Passionate about the work of current-day composers and committed to showcasing the incredible artistry within the Orchestra, Yannick Nézet-Séguin says the Commissions Micro-Festival demonstrates the Orchestra's responsibility to champion new music, while also showcasing what he calls the ensemble's "genius" musicians. "They are among the most virtuosic and the best in their field," he adds, "and by partnering with 21st-century composers, they can develop a new language for their instruments. And to really celebrate these works we will focus on them over an entire weekend, giving audiences the chance to hear them in different combinations, hear their diversity of styles in contrast to one another."

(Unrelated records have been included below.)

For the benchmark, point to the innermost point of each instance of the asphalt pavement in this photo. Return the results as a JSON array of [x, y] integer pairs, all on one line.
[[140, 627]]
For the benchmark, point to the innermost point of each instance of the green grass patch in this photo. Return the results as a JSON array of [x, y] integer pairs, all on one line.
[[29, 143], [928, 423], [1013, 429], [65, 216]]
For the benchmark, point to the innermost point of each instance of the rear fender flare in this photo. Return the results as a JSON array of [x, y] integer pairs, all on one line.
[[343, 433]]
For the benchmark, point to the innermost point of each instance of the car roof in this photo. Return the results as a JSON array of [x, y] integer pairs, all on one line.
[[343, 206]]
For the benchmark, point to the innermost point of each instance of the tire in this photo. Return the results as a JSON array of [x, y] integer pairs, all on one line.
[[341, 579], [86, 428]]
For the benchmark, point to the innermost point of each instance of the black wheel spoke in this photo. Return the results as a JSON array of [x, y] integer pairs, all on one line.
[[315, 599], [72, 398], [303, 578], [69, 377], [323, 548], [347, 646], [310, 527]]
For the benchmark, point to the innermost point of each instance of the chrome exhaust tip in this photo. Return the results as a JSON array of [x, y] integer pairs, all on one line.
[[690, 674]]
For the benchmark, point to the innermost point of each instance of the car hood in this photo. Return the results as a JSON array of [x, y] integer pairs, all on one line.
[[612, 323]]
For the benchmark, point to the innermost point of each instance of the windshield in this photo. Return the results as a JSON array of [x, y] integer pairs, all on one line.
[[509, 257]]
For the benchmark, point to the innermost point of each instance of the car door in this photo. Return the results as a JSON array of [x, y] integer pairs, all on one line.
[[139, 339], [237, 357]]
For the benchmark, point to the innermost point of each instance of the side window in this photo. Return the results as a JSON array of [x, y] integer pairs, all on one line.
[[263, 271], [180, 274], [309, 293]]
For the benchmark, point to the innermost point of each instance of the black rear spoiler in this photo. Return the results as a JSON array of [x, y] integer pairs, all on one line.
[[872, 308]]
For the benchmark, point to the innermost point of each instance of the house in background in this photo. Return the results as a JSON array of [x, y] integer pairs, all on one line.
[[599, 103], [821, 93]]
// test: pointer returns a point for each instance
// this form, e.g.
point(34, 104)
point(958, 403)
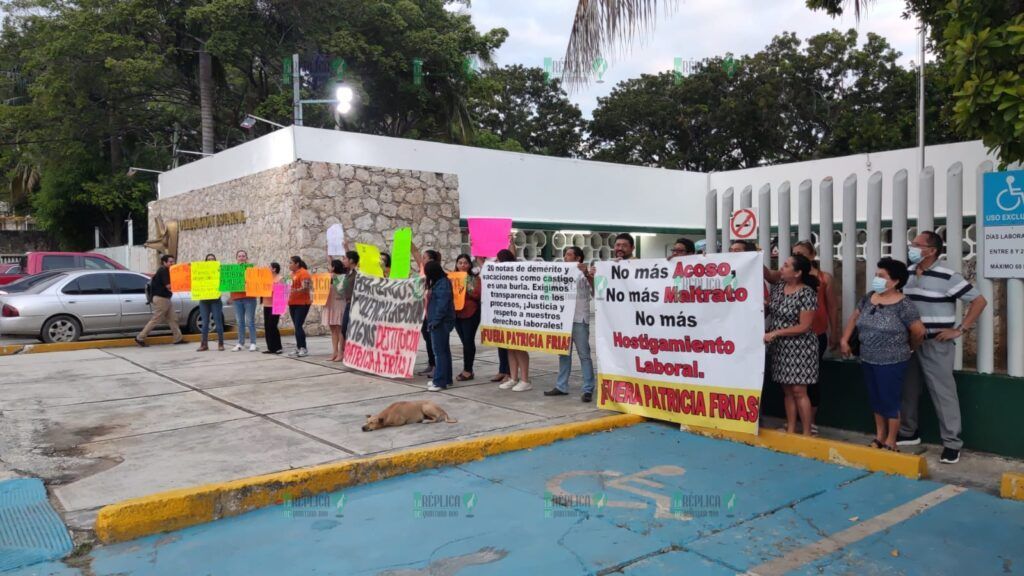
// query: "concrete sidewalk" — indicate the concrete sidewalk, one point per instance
point(103, 425)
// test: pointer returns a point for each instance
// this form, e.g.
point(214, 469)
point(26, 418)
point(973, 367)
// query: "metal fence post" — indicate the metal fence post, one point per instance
point(986, 322)
point(926, 200)
point(849, 245)
point(899, 216)
point(804, 211)
point(726, 217)
point(711, 221)
point(826, 251)
point(764, 222)
point(954, 237)
point(872, 250)
point(784, 222)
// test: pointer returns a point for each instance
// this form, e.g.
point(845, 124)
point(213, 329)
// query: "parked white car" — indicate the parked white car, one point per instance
point(61, 305)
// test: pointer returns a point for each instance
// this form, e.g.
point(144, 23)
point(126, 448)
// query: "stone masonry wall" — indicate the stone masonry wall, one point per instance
point(289, 209)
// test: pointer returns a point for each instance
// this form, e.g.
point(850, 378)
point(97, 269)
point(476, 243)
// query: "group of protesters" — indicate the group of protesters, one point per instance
point(904, 328)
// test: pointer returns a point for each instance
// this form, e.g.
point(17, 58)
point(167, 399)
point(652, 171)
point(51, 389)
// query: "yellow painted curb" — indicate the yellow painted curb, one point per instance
point(834, 451)
point(1012, 486)
point(188, 506)
point(10, 350)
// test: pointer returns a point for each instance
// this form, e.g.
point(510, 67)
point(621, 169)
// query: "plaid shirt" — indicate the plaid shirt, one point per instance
point(935, 293)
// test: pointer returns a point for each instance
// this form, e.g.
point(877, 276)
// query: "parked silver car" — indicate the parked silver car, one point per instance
point(61, 305)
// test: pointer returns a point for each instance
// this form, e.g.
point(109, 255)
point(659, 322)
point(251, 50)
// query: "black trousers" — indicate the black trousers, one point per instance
point(270, 331)
point(430, 346)
point(466, 327)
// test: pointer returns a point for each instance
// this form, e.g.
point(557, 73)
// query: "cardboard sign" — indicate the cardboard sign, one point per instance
point(322, 288)
point(279, 304)
point(258, 282)
point(180, 278)
point(370, 260)
point(401, 253)
point(206, 280)
point(232, 278)
point(458, 280)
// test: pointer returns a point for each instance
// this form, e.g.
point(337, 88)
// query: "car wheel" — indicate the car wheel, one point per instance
point(60, 329)
point(193, 326)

Tan Dun's Nu Shu: The Secret Songs of Women, Symphony for Micro Films, Harp, and Orchestra, written for Principal Harp Elizabeth Hainen, is a multimedia work based on a disappearing language created in Hunan, China, in the 13th century. The piece incorporates video and audio of the handful of remaining women who still speak the language with music for orchestra and solo harp, which the composer chose because it's "the most feminine instrument." "This language was passed on ... always from a mother to daughter and always by singing," says Tan Dun. "I want the harp to serve as a very, very dramatic sound source to link this ancient tradition of the women's language-singing, and reading, and writing-to the future sounds of The Philadelphia Orchestra and modern orchestras." Their songs, words, and images, captured in "micro-films" lasting about one to five minutes long, became the foundation for Nu-Shu, which is a three-way commission between The Philadelphia Orchestra, the NHK Symphony, and the Royal Concertgebouw Orchestra, and which received its premiere on May 22, 2012, in Tokyo with Tan Dun conducting the NHK Symphony.